Шрифт:
Валовой национальный продукт к 1933 году упал вдвое по сравнению с уровнем 1929 года. Расходы на строительство новых заводов и оборудования практически остановились. В 1933 году предприятия инвестировали всего 3 миллиарда долларов по сравнению с 24 миллиардами долларов в 1929 году. Некоторые отрасли, конечно, были фактически защищены от депрессии; например, производители обуви и сигарет пережили лишь незначительный спад. Однако другие отрасли, зависящие от дискреционных расходов, практически вышли из бизнеса.

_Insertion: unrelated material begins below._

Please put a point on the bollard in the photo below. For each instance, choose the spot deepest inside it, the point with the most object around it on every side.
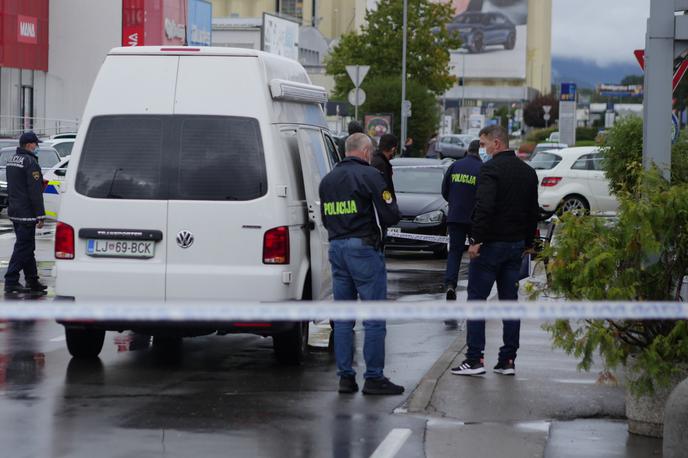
(676, 422)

В 1933 году с конвейеров сошло лишь на треть больше автомобилей, чем в 1929 году, и этот спад привел к соразмерному сокращению производства в других отраслях тяжелой промышленности. Производство чугуна и стали сократилось на 60 процентов по сравнению с уровнем, существовавшим до краха. Производители станков сократили выпуск продукции почти на две трети. Жилищное и промышленное строительство сократилось до менее чем одной пятой от объемов, существовавших до начала депрессии. Это сокращение охватило лесопилки, сталелитейные заводы и заводы по производству бытовой техники, лишив работы тысячи лесорубов, фрезеровщиков, листопрокатчиков, инженеров, архитекторов, плотников, сантехников, кровельщиков, штукатуров, маляров и электриков. В 1933 году по улицам каждого американского города текли безмолвные косяки безработных.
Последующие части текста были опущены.